README.md

# UrlFetcher

![Tests](https://github.com/gorkaio/url_fetcher/workflows/verify/badge.svg)

_UrlFetcher_ fetches URLs present in image and anchor tags in a given URL.

## Usage

### UrlFetcher

`UrlFetcher.fetch("https://myawesome.url/page.html")` will retrieve all link and image URLs present in `https://myawesome.url/page.html`, returning them as lists `links` and `assets` in `UrlFetcher.SiteData` struct.

Some options you can provide to the fetcher:

- `http_client`: HTTP Client to be used. Must comply with `UrlFetcher.Http.Client` behaviour. Defaults to `UrlFetcher.Http.Adapter.Poison`.
- `unique`: boolean. If set, removes duplicates from results. Defaults to `true`.
- `normalize`: transforms all urls to absolute if set to `:absolute`, or leaves them as they are with `:original`. Defaults to `original`.
- `internal_only`: boolean. If set, filters urls to the ones internal to the site being fetched. Defaults to `false`.

### HTTP Client behaviour

HTTP Client behaviour is defined in `UrlFetcher.Http.Client`. You can choose whatever HTTP client you prefer as long as it complies with that behavior or you implement a wrapper. Note that, by default, HTTP Client _must_ follow redirects.

## Installation

The package is [available in Hex](https://hex.pm/packages/url_fetcher), and can be installed
by adding `url_fetcher` to your list of dependencies in `mix.exs`:

```elixir
def deps do
  [
    {:url_fetcher, "~> 0.2.2"}
  ]
end
```

Documentation can be found at [https://hexdocs.pm/url_fetcher/](https://hexdocs.pm/url_fetcher/).

## Contributing

Please have a look at the [contributing guidelines](CONTRIBUTING.md).

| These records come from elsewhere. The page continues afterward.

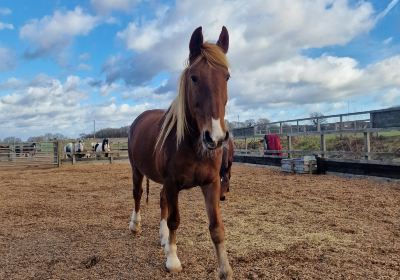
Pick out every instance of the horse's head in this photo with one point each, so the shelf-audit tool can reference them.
(79, 146)
(106, 145)
(206, 81)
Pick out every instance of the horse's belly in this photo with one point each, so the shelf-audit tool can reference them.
(142, 140)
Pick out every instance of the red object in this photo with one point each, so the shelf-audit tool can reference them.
(274, 143)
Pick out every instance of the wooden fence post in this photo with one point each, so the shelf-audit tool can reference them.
(367, 145)
(289, 139)
(59, 152)
(323, 145)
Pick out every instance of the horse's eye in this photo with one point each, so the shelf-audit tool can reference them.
(194, 78)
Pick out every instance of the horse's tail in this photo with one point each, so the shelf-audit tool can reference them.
(147, 190)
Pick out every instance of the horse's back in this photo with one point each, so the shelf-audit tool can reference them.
(142, 139)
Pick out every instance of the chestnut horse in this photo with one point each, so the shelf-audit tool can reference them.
(182, 147)
(226, 165)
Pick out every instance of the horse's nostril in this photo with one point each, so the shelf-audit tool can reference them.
(226, 136)
(207, 137)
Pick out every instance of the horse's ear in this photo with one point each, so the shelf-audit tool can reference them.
(195, 44)
(223, 41)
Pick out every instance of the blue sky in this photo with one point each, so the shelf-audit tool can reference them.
(66, 63)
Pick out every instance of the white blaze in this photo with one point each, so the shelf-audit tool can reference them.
(216, 130)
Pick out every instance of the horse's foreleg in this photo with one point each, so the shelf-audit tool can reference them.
(211, 194)
(164, 231)
(173, 264)
(135, 223)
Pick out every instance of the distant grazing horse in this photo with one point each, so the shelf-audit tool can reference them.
(103, 147)
(74, 148)
(182, 147)
(26, 150)
(225, 171)
(5, 152)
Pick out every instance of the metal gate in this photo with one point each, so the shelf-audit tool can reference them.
(29, 154)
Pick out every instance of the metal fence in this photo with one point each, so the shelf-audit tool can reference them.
(362, 123)
(28, 154)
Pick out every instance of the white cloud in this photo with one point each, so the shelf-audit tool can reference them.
(5, 11)
(84, 67)
(390, 98)
(7, 58)
(46, 104)
(267, 43)
(106, 6)
(6, 26)
(52, 34)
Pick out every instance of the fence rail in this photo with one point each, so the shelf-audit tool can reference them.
(28, 154)
(365, 123)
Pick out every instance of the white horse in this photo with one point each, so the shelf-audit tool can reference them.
(70, 149)
(103, 147)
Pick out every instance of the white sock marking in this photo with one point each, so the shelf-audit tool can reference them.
(164, 232)
(173, 264)
(134, 224)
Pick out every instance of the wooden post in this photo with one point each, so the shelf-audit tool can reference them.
(367, 145)
(341, 126)
(59, 152)
(323, 145)
(289, 139)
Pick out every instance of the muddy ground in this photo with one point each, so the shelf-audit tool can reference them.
(72, 223)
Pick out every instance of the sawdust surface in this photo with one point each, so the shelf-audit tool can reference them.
(72, 223)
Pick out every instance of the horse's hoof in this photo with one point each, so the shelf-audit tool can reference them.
(227, 274)
(135, 227)
(163, 242)
(173, 265)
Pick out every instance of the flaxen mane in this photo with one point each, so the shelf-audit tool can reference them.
(175, 115)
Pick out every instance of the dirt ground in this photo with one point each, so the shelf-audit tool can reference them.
(72, 223)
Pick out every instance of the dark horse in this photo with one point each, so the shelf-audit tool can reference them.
(182, 147)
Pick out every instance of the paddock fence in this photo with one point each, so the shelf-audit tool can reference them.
(29, 154)
(366, 128)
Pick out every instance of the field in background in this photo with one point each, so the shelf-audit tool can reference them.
(382, 143)
(72, 223)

_Url Fetcher_ has some automated CI Github actions that will take care of reviewing any pull request:

- Check code formatting
- Check tests pass
- Check static analysis with dialyzer
- Submit any code style suggestions and improvements as comments on the PR

Once everything looks good, your PR will be merged. Every push to the main branch will trigger an automated publishing of the package and documentation to [hex](https://hex.pm).

### Benchmarking

In order to improve performance it is important to actually benchmark the code. _UrlFetcher_ uses [benchee](https://hex.pm/packages/benchee) for than. Have a look at [benchmark.exs](bin/benchmark.exs) and compare your implementation against the current code before submitting a pull request. Run the benchmark with `mix run bin/benchmark.exs <url>`.